Effi gefiel es in ihrer neuen Wohnung, obwohl sie außer Roswitha niemanden hatte. Bis Weihnachten ging es sehr gut, aber im neuen Jahr wurde Effi traurig. Es war nicht kalt, nur grau und regnerisch, und wenn die Tage kurz waren, so waren die Abende desto länger.
Was tun? Sie las, sie legte Patience, sie spielte Klavier. Sie hätte gern in einer Frauengruppe mitgemacht, die Nähkurse oder einen Kindergarten organisierte. Aber das war unmöglich, man hätte sie nicht angenommen. Schließlich fand sich etwas: Effi wollte Malerin werden. Sie lachte selber darüber, weil sie wusste, dass sie nie richtig gut werden würde. Sie begann, bei einem alten Malerprofessor Malstunden zu nehmen und war glücklich, dass sie eine Beschäftigung gefunden hatte. Oft hatte sie aber große Sehnsucht nach Hohen- Cremmen und noch größere nach Annie. Es war doch ihr Kind.
So vergingen drei Jahre. Als sie einmal aus der Malstunde kam, sah sie drei Schulkinder, zwei blond und fröhlich, das dritte dunkel und ernst. Es war Annie. Effi erschrak. Sie hatte immer gehofft, sie einmal zu treffen. Und jetzt hatte sie Todesangst. Was tun? Effi ging schnell weiter. Immer noch in großer Erregung kam sie nach Hause und erzählte Roswitha von der Begegnung. Roswitha war unzufrieden, dass Mutter und Tochter ihr Wiedersehen nicht gefeiert hatten. Effis Wunsch, Annie zu sehen, wurde immer größer. An Innstetten zu schreiben und ihn darum zu bitten, das war nicht möglich. Sie wusste, dass sie schuldig war. Aber manchmal war sie auch wütend auf Innstetten. Er hatte recht, aber zuletzt hatte er doch unrecht.

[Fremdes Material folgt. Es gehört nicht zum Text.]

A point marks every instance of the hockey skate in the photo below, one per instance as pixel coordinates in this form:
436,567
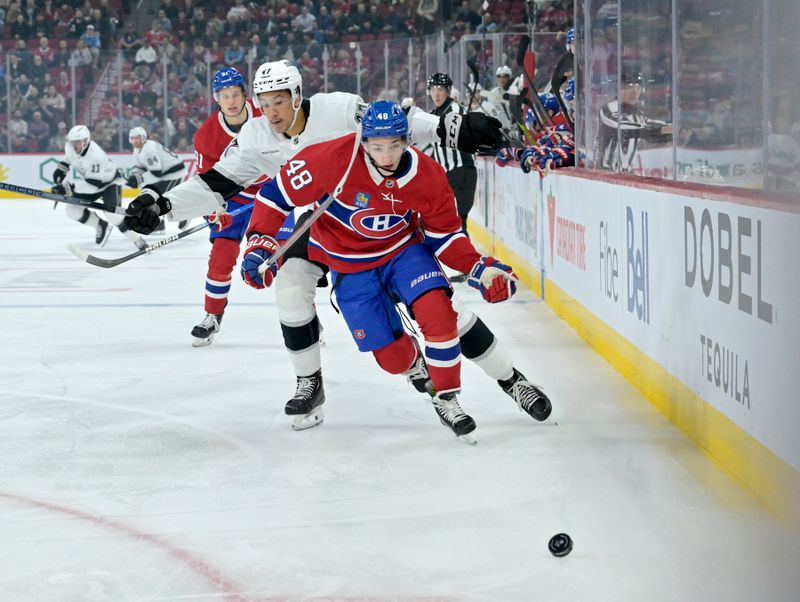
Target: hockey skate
101,232
306,405
418,375
454,418
530,398
204,332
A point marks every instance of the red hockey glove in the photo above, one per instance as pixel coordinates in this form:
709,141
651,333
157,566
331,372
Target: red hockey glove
496,281
259,248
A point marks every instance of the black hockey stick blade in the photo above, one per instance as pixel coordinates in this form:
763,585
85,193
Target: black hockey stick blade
84,255
566,64
58,198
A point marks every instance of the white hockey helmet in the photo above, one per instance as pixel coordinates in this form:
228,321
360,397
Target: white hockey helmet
79,133
137,132
278,75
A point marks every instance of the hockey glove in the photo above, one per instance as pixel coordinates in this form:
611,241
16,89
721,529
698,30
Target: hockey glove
496,281
144,213
219,220
470,132
63,188
134,180
259,248
506,155
60,173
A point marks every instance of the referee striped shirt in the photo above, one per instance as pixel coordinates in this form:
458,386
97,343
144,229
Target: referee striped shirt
448,158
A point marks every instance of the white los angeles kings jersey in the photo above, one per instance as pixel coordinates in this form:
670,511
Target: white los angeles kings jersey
95,169
257,150
157,164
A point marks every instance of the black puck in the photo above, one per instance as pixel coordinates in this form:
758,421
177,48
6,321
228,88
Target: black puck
560,544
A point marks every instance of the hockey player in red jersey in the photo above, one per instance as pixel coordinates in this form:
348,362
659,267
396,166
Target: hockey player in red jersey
211,139
370,237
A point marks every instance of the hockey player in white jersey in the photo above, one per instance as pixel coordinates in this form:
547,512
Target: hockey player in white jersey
155,164
290,123
100,179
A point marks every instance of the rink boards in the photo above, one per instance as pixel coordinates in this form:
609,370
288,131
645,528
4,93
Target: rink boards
691,294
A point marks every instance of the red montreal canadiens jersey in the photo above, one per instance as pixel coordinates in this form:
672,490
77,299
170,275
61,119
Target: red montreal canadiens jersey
374,217
214,136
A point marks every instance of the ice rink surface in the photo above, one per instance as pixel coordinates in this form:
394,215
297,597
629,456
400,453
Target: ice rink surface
135,467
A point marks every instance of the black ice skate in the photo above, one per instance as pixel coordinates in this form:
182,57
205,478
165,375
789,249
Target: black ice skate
530,398
101,232
306,405
418,374
204,332
454,418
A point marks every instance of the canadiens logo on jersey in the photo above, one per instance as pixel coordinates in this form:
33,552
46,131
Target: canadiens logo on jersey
362,200
372,223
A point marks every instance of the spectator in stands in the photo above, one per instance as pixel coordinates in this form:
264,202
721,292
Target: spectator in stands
170,10
21,28
234,54
18,129
238,18
161,22
41,26
468,16
92,42
255,51
62,55
39,131
145,60
305,20
37,70
81,55
58,140
131,42
44,51
487,24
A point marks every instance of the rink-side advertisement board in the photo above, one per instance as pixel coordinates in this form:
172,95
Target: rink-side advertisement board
698,299
35,170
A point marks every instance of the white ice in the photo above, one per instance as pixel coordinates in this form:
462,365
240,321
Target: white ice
135,467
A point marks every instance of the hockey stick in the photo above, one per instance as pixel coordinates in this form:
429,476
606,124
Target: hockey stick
523,54
565,64
316,214
475,77
58,198
84,255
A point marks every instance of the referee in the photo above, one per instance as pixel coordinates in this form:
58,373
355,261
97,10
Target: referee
460,167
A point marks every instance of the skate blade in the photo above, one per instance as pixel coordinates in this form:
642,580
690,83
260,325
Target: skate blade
202,342
469,439
306,421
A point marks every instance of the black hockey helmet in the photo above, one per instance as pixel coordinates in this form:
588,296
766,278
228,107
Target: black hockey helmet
439,79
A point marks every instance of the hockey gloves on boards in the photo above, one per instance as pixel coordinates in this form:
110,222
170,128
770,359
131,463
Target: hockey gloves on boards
63,188
134,180
470,132
507,155
260,247
144,213
496,281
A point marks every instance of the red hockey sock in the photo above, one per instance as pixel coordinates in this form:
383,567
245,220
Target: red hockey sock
439,324
397,356
221,261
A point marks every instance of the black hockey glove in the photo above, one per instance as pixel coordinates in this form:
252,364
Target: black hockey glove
144,213
60,173
470,132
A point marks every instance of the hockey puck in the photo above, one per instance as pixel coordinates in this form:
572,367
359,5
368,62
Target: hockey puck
560,544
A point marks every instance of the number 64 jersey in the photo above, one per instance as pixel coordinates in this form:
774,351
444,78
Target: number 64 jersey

Schließlich hatte sie eine Idee. Sie kleidete sich hübsch an und ging zum Ministerium. Dort ließ sie sich bei der Ministerin anmelden. Sie wartete im Vorzimmer. Die Tür öffnete sich, und eine große, schlanke Dame trat auf Effi zu und gab ihr die Hand. „Meine liebe, gnädigste Frau“, sagte sie, „welche Freude für mich, sie wiederzusehen …“
Während sie das sagte, ging sie zum Sofa, setzte sich und zog Effi zu sich nieder. Effi freute sich über die Herzlichkeit.

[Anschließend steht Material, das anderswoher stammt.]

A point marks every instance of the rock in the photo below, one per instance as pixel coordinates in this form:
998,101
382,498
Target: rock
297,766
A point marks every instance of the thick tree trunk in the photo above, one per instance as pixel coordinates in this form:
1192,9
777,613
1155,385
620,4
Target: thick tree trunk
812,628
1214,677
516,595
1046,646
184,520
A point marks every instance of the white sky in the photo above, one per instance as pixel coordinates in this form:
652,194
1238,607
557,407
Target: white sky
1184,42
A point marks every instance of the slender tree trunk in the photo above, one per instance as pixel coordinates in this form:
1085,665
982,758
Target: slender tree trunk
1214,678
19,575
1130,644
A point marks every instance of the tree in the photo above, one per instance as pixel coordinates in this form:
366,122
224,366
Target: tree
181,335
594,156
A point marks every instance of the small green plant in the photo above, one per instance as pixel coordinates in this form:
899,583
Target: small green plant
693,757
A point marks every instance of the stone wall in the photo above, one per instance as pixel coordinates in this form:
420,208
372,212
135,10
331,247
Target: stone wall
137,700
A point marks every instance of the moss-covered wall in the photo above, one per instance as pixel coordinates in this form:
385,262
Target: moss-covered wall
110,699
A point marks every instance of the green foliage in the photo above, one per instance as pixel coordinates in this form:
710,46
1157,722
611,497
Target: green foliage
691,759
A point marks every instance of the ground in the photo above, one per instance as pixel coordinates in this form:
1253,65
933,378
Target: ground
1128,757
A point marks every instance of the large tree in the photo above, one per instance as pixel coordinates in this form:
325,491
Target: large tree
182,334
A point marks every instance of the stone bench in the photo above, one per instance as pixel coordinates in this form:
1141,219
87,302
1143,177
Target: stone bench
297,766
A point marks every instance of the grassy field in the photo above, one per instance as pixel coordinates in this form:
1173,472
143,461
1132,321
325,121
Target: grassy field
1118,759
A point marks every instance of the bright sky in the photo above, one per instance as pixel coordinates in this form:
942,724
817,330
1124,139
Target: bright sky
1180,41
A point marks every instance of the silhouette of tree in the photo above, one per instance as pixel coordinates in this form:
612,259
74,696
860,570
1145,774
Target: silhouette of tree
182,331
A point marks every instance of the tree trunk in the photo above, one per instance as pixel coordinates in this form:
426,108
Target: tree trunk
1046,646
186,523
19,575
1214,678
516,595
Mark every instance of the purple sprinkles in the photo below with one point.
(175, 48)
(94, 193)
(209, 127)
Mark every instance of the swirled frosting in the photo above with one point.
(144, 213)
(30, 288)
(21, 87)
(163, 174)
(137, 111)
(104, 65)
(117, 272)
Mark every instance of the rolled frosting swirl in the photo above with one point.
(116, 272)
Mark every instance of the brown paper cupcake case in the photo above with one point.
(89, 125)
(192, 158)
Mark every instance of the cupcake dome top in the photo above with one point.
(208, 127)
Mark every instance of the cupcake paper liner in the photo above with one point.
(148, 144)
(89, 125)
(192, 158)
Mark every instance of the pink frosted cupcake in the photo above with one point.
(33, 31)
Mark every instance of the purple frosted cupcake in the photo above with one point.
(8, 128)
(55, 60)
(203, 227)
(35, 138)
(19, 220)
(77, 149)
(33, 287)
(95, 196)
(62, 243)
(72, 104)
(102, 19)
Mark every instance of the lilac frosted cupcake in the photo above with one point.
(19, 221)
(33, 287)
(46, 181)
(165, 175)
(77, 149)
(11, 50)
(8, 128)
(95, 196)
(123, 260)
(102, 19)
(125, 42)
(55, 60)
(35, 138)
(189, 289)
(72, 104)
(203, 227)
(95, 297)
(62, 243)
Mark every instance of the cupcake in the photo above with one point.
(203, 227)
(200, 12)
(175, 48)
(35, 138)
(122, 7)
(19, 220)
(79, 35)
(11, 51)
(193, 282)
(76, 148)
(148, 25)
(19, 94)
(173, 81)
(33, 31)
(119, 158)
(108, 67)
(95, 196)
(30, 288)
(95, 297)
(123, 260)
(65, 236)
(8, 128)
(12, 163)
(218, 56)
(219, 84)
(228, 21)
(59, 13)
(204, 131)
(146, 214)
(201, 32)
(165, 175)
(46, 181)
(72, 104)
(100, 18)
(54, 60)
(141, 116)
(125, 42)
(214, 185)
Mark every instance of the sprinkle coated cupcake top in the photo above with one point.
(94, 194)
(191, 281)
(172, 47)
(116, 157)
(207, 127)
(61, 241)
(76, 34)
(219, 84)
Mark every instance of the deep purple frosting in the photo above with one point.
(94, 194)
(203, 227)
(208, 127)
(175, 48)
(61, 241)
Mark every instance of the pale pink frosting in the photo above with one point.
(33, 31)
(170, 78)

„Wie kann ich Ihnen helfen?“, fragte die Ministerin.
Effi sagte: „Ich habe eine Bitte, die Exzellenz vielleicht erfüllen können. Ich habe eine zehnjährige Tochter, die ich seit drei Jahren nicht gesehen habe und gern wiedersehen möchte.“
Die Ministerin nahm Effis Hand und sah sie freundlich an.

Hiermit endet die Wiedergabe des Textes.